North America experienced more than half of all phishing attacks, with EMEA and India following

In 2023, the United States (55.9%), United Kingdom (5.6%) and India (3.9%) emerged as the top countries targeted by phishing scams. The high occurrence of phishing in the U.S. is attributable to its advanced digital infrastructure, large population of internet-connected users and extensive use of online financial transactions.

Canada (2.9%) and Germany (2.8%) rounded out the top five countries that experienced the most phishing attempts. The majority of phishing attacks originated from the U.S., the U.K., and Russia, while Australia entered the top 10 due to a 479% year-over-year surge in the volume of phishing content hosted in the country.

Financial industry faces a nearly 400% increase in attacks

The finance and insurance sector experienced the highest number of overall phishing attempts, amounting to a 393% increase of attacks from the previous year. Reliance on digital financial platforms provides ample opportunities for threat actors to carry out phishing campaigns and exploit vulnerabilities in this sector.

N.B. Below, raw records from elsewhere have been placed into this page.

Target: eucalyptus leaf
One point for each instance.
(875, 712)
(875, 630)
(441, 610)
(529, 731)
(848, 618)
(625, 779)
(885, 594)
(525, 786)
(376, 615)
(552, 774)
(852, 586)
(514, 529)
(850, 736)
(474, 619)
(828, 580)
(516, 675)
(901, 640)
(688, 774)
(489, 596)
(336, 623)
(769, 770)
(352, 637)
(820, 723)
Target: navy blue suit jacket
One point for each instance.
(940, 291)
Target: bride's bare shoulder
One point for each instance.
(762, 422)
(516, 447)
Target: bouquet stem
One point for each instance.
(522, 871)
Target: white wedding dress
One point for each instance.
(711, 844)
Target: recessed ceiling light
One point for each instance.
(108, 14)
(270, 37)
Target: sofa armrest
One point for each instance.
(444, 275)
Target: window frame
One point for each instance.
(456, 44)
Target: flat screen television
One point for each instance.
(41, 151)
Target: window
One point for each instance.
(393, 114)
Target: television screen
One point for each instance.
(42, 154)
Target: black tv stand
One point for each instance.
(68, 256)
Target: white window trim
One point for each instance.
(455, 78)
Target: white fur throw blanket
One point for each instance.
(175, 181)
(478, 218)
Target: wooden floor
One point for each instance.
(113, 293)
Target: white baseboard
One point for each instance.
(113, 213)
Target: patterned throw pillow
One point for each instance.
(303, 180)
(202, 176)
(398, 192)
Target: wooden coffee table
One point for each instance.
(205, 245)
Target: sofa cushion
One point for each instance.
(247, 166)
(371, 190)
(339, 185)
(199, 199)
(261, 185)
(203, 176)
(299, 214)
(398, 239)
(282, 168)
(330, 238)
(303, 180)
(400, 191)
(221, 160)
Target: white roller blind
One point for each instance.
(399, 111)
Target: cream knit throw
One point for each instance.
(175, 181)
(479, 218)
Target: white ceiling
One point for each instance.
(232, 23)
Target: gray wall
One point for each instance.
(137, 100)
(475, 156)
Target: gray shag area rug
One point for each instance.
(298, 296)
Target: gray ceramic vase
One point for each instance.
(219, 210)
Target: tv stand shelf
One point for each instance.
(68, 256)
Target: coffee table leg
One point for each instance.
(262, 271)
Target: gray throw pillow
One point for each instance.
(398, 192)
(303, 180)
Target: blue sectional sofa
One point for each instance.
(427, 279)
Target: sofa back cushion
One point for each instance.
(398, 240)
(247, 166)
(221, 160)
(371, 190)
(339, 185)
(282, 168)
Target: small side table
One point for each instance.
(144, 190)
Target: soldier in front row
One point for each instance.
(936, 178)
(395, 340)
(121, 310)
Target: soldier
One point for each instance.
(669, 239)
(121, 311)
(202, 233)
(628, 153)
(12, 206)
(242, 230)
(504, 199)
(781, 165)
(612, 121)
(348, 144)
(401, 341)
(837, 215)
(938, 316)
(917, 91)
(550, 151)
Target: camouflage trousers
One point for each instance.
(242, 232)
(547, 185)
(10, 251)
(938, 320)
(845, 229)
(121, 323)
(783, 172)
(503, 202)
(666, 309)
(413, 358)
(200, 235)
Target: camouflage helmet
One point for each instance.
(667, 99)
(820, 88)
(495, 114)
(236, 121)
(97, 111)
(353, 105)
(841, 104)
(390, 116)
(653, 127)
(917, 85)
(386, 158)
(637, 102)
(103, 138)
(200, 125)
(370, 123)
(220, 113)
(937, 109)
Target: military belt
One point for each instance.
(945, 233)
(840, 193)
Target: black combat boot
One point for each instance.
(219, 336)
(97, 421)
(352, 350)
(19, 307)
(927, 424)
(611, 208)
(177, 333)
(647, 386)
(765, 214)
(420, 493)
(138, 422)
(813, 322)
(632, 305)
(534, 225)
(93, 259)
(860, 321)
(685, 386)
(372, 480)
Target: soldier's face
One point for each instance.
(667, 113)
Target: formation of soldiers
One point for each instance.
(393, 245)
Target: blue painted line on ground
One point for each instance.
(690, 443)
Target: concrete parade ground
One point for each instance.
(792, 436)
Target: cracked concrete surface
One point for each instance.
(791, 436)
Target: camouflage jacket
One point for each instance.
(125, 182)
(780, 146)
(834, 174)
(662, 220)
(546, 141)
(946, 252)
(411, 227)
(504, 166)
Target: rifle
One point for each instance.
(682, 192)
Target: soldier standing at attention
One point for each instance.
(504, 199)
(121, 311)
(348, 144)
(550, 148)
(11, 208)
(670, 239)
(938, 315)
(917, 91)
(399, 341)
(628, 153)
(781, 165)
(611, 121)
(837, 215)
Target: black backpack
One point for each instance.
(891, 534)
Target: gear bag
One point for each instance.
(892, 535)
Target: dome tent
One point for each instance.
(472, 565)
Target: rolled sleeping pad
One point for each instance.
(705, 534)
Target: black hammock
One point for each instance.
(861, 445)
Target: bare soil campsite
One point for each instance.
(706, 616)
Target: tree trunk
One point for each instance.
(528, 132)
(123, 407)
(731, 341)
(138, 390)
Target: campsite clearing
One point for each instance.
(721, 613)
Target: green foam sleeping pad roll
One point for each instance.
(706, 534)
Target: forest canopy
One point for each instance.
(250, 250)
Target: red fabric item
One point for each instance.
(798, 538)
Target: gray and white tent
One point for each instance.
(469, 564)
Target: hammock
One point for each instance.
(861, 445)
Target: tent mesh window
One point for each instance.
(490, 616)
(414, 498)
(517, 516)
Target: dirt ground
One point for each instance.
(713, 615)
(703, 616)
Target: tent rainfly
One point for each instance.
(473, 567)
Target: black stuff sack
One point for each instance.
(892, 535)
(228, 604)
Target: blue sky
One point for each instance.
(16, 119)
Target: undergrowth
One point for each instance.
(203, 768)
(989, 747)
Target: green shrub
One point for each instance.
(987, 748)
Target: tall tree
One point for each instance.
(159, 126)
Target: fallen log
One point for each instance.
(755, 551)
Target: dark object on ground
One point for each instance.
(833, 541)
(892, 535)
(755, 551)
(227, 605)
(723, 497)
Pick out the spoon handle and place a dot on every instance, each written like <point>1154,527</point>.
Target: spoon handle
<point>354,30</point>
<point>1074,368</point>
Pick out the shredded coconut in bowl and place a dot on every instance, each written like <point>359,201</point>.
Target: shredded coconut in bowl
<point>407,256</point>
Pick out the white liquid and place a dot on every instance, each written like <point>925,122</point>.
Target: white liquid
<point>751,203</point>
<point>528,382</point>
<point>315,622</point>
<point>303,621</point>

The manufacturing industry also experienced a significant uptick (31%) in phishing attacks from 2022 to 2023, underscoring the growing awareness of the industry's vulnerability. As manufacturing processes become more reliant on digital systems and interconnected technologies like IoT/OT, the risk of exploitation by threat actors seeking unauthorized access or disruption also grows.

Microsoft remains the most impersonated brand used in phishing attacks

ThreatLabz researchers identified enterprise brands such as Microsoft, OneDrive, Okta, Adobe and SharePoint as prime targets for impersonation due to their widespread usage and the value associated with acquiring user credentials for these platforms.

Microsoft (43%) emerged as the top imitated enterprise brand in 2023, with its OneDrive (12%) and SharePoint (3%) platforms also ranking in the top five—serving as lucrative targets for cybercriminals aiming to exploit Microsoft’s vast user base.

How a Zero Trust architecture can mitigate phishing attacks

Organizations can implement a Zero Trust architecture with advanced AI-powered phishing prevention controls to effectively defend against the ever-evolving threat landscape highlighted in the report. The Zero Trust Exchange platform helps prevent conventional and AI-driven phishing attacks at multiple stages of the attack chain by:

· Preventing compromise: TLS/SSL inspection at scale, AI-powered browser isolation and policy-driven access controls prevent access to suspicious websites.

· Eliminating lateral movement: Users connect directly to applications, not the network, while AI-powered app segmentation limits the blast radius of a potential incident.

· Shutting down compromised users and insider threats: Inline inspection prevents private application exploit attempts, and integrated deception capabilities detect the most sophisticated attackers.

· Stopping data loss: Inspection of data in-motion and at-rest prevents potential theft by an active attacker.